How Swimming Improved my Cardio-Vascular Morbidity

Swimming is a widely believed exercise that significantly contributes as an antidote to cardio-vascular morbidities. And there is adequate scientific evidence supporting this assertion. In one example, the authors present the advantages of swimming in a meta-analysis.

But is swimming for everyone? The answer is a resounding yes for those motivated people with swimming pools or who have access to beaches. Unfortunately, most people can either not afford this “luxury” or are disinterested in this type of exercise.

During my pre-teen years, I lived in a community where there was a river with a “catchment” area where people went swimming. My cohort was particularly interested, with many actively involved. The strategy they used to learn how to swim was quite interesting. Many of them hung on to one branch of a tree on the riverbank and kicked their legs while learning how to float. For the motivated and ambitious ones, this was a “no-brainer.” After practicing this strategy for several weeks, many of them became swimmers.

I tried it several times and was not as fortunate as my peers. I finally dropped the idea after several unsuccessful attempts. The distance between where I lived, the location of the river, and the “freezing” water contributed to my withdrawal. And hence, I missed one great opportunity to become a swimmer.

Several decades later, I neither tried learning how to swim again nor had access to any swimming facility. That was until the late eighties when I went to graduate school. The institution offered free swimming lessons to full-time students. And as it happened, two swimming sessions after my enrollment, the free-swimming classes were no longer available. And this change applied to everyone who registered for the first time during that semester. Swimming to me then became an unaccomplished dream.

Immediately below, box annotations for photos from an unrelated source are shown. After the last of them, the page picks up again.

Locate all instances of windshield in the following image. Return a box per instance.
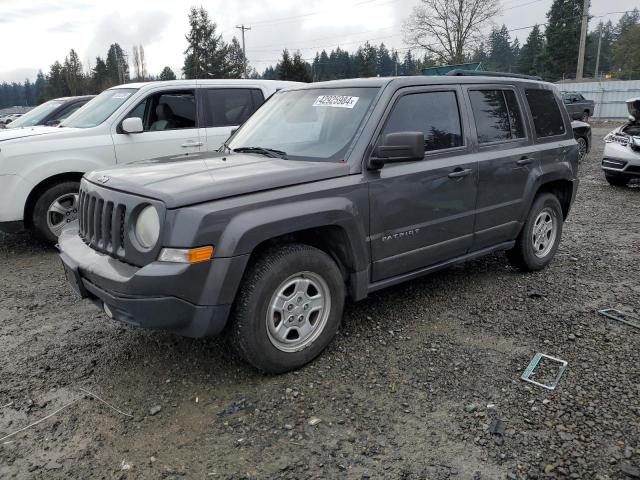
[60,88,136,128]
[228,88,379,161]
[7,100,63,128]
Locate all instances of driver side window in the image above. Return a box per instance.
[126,90,197,132]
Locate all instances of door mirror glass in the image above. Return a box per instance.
[369,132,424,169]
[122,117,144,133]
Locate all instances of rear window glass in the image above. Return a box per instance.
[525,89,565,137]
[384,91,462,152]
[469,90,525,143]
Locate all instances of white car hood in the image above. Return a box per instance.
[0,126,64,142]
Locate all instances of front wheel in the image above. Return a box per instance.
[507,193,563,272]
[31,182,80,243]
[229,244,345,373]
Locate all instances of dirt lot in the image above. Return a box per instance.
[0,127,640,479]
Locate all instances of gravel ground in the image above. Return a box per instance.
[0,127,640,479]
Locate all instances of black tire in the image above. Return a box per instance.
[604,173,629,187]
[31,181,80,243]
[576,137,589,163]
[228,244,345,373]
[507,193,564,272]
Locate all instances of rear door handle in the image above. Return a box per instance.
[449,168,473,179]
[516,157,533,167]
[180,142,204,148]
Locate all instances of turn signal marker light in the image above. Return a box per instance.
[158,245,213,263]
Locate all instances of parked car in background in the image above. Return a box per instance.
[59,72,578,373]
[0,80,297,242]
[602,98,640,186]
[7,95,95,128]
[571,120,591,162]
[562,92,595,122]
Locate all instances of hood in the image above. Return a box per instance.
[0,126,64,142]
[85,153,349,208]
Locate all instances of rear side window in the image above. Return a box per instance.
[469,90,525,143]
[383,91,463,152]
[204,88,264,127]
[525,89,565,137]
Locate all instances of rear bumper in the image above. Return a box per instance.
[59,228,246,337]
[602,143,640,178]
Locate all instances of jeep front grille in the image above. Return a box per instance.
[79,190,127,259]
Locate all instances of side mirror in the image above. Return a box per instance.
[369,132,424,170]
[121,117,144,133]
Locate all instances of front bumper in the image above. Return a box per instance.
[59,226,248,337]
[602,142,640,178]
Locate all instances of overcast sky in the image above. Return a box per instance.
[0,0,640,81]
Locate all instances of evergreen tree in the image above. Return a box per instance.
[33,70,47,104]
[518,25,544,75]
[106,43,130,86]
[91,57,110,93]
[545,0,583,81]
[158,67,176,80]
[487,25,515,72]
[584,20,615,75]
[22,78,36,106]
[182,7,228,78]
[47,60,71,98]
[63,48,84,96]
[224,37,249,78]
[613,8,640,79]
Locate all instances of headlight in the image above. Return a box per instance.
[136,205,160,248]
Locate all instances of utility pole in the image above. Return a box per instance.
[593,22,602,79]
[576,0,589,80]
[236,23,251,78]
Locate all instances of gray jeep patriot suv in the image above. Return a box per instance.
[59,74,578,372]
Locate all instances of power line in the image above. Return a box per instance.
[253,0,400,27]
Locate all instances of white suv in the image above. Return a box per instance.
[0,80,296,241]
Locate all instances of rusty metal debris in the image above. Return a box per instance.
[520,352,567,390]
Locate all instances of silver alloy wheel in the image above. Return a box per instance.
[578,138,587,162]
[47,193,79,237]
[266,272,331,353]
[531,208,558,258]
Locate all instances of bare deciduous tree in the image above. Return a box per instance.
[404,0,500,64]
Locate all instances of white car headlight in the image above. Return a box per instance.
[135,205,160,248]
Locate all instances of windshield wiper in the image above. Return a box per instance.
[233,147,287,160]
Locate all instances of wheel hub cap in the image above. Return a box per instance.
[266,272,331,352]
[47,193,79,237]
[532,208,557,258]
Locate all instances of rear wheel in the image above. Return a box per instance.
[604,173,629,187]
[507,193,563,271]
[229,244,345,373]
[32,182,80,243]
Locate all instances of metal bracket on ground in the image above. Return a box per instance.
[598,308,640,329]
[520,353,567,390]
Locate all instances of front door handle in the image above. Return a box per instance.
[449,168,473,179]
[180,142,204,148]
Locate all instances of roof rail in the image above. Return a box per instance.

Fast forward. Several years ago, I visited my family doctor frequently for check-ups. During some of those visits, my doctor, on many occasions, told me my blood pressure (BP) was high and that I was also pre-diabetic. He said, “I was developing a black person’s” disease! This continued until, at some point, he prescribed BP pills for me. I reluctantly accepted them, convincing myself that these tablets were not for me. I started taking them very hard through exercising and other relevant interventions to make my BP normal. In the meantime, I stopped taking the tabs.

And interestingly, one day, my doctor called, and the first question he asked me was, “are you still taking your BP pills.” And my answer, of course, was no. In response, his remark was, “good for you.” He further explained that the tablets had negatively affected my potassium level and that continuing to take them was no longer advisable.

Since I stopped taking the pills, I have increased my activity level this time, including jogging. My BP remained at an unacceptable level of 160 systolic. In the meantime, my cardiologist had now prescribed medication for diabetes. With the same degree of reluctance, I resented taking the tabs. Within about one month, I reduced my weight and improved my diet. And that took care of this chronic disease. My greatest challenge after these two “successes” was to sustain those efforts. And that is where swimming has played an invaluable role.

In February this year, I visited Uganda, where I lived and worked several decades ago. My hotel had a swimming pool and a trainer. This time once again, I was determined to pick up swimming. So, I arranged and recruited this guy as my trainer. The first week, he put me through the basics and gave me a life-saving jacket to enhance my efforts and build my confidence. I did this for one week, after which I tried to float and swim. I still felt heavy and unprepared. The trainer encouraged me to continue trying to float while using the butterfly method. After several attempts, I could swim half the length of the swimming pool. I was then on my own and have since improved remarkably. This time, I swim across the pool for thirty minutes daily. And since I established this routine and walking a daily average of 4 Km, my BP has fallen to under 110 systolic, with my sugar level at 6.4 on average. And the high BP and sugar levels are now history!